I spent about a week working over most of the code, substantially growing the program in the process. The result is faster and more convenient, but it is also a lot more than that. The old update process had a lot of limitations; for example, it didn't really notice if updating one machine had problems, and if updating one machine hung there was no way to go see what was going on and maybe rescue the situation. The new program fixes these issues. This makes it substantially more complicated, but also much more useful (and less dangerous). There are a whole host of things we can do now because I got annoyed enough at the state of affairs to do something that wasn't strictly sensible (and then carry on further).
There's two lessons I draw from this. The first is that sometimes writing the code is the right answer after all.

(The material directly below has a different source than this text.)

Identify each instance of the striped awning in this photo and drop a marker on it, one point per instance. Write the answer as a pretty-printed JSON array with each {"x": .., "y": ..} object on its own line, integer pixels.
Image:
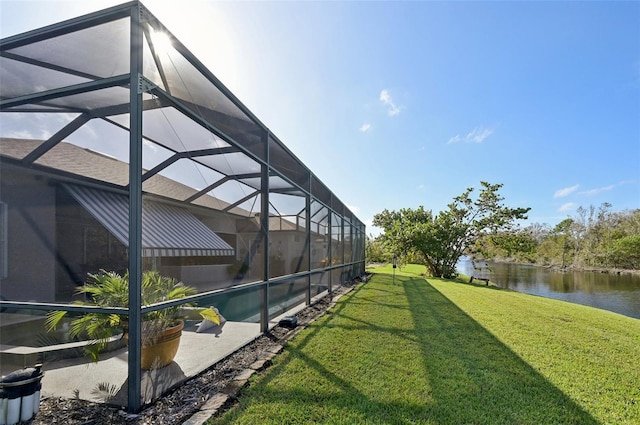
[{"x": 167, "y": 230}]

To put it one way, not everything that feels good is a bad idea. The second is that I actually should have done this years ago. This problem and its parade of irritations and workarounds is not new; we've been annoyed at the hassles of Ubuntu updates probably for as long as we've been running Ubuntu machines, and there's nothing in my code that couldn't have been done years ago. Had I done this coding much earlier, well, we could have been enjoying its improvements for quite some time by now.
(The meta-lesson here is that the earlier you make a change or an improvement with a likely long lifetime, the higher your payoff is. From the start we were pretty certain we'd be running Ubuntu machines for a long time to come, so clearly we could have forecast that a good update handling program had a big potential long-term payoff.)